Officials in Virginia are looking at just how sequestration cuts are impacting military operations in the Commonwealth.
But it can be difficult to gauge just how families are adjusting to their first reduced paychecks as a result of sequestration furloughs.
One commander at For Lee says his base is a ghost town on Fridays because furloughs forced the facility to shut down manned entrances. Another says he's in a similar situation but he's finally getting automated gates. Because installations in other states have had to reduce training, one commander at Fort AP Hill says his base has benefited from out of state troops coming to Virginia to train.
And even Terrie Suit, the state's Secretary of Veterans Affairs & Homeland Security says her military family has had to make some adjustments.
"We have an extraordinarily large number of civilian defense workers that are losing 20-percent of their pay over this compacted period of time, and many of them were not prepared for it.
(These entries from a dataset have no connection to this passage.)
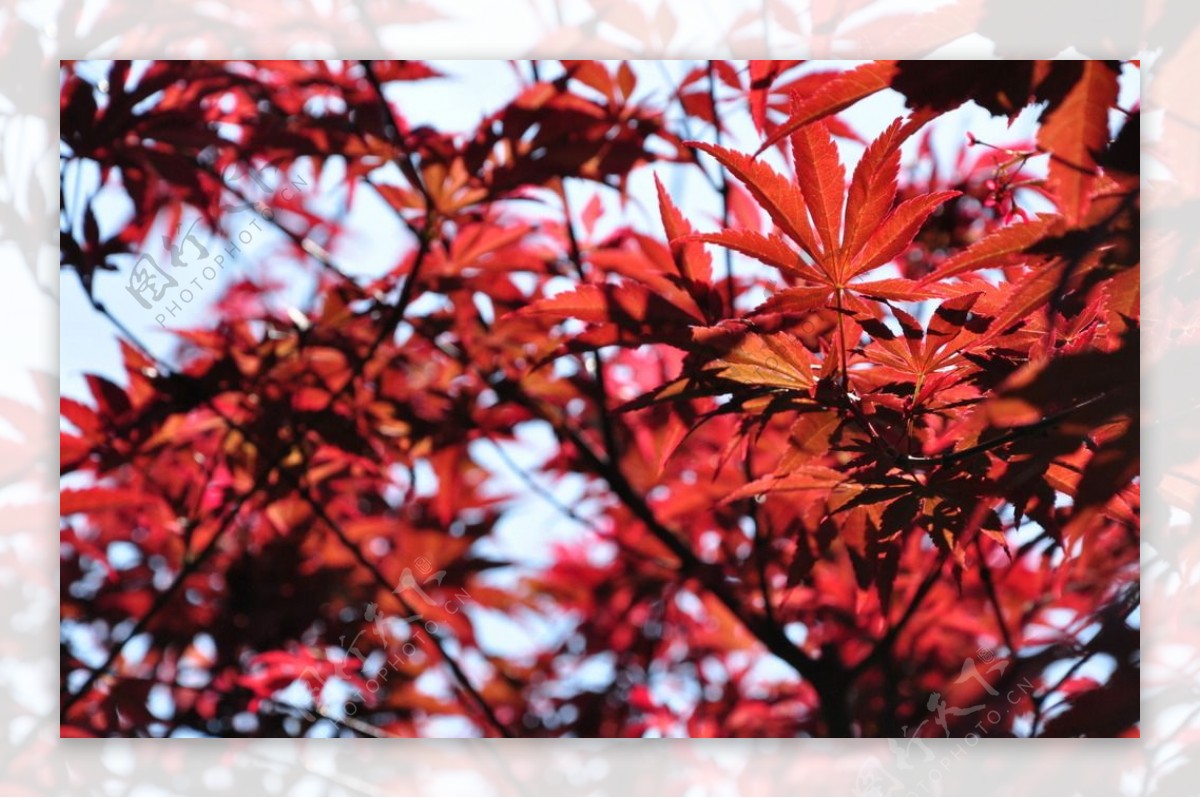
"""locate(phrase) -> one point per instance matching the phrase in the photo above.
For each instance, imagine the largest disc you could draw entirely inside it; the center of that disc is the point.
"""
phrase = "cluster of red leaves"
(815, 492)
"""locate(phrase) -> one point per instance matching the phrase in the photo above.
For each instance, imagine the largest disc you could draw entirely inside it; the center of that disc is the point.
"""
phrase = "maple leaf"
(813, 210)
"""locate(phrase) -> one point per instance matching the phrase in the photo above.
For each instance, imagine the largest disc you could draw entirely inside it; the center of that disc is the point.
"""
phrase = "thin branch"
(724, 185)
(993, 597)
(988, 445)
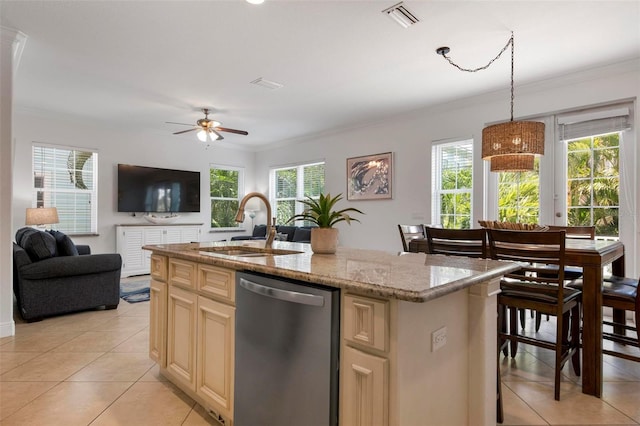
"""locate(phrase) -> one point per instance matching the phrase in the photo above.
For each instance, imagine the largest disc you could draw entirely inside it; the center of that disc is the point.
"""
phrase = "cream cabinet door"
(181, 336)
(365, 389)
(158, 323)
(215, 358)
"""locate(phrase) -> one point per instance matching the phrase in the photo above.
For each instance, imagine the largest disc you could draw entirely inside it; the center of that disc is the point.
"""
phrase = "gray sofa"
(53, 276)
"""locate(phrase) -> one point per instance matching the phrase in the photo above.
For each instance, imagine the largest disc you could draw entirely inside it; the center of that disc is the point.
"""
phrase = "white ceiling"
(342, 63)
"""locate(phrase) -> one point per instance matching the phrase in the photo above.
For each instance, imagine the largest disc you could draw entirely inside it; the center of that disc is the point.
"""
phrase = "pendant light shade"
(510, 146)
(512, 137)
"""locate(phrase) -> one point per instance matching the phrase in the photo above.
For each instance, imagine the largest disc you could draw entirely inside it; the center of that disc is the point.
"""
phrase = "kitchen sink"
(242, 251)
They had some advanced notice, it turned out they didn't have as many days that were furloughed but that doesn't really make it any better. Have we seen the impact? When you have something like that, it's a little more of a ripple effect," said Suit.
She adds that's when they expect to see revenues drop, people struggling to pay mortgages, rent, and car payments. But the overall impact will be immeasurable for several months. She says when folks finally do adjust, they'll likely then have to prepare for more defense reductions.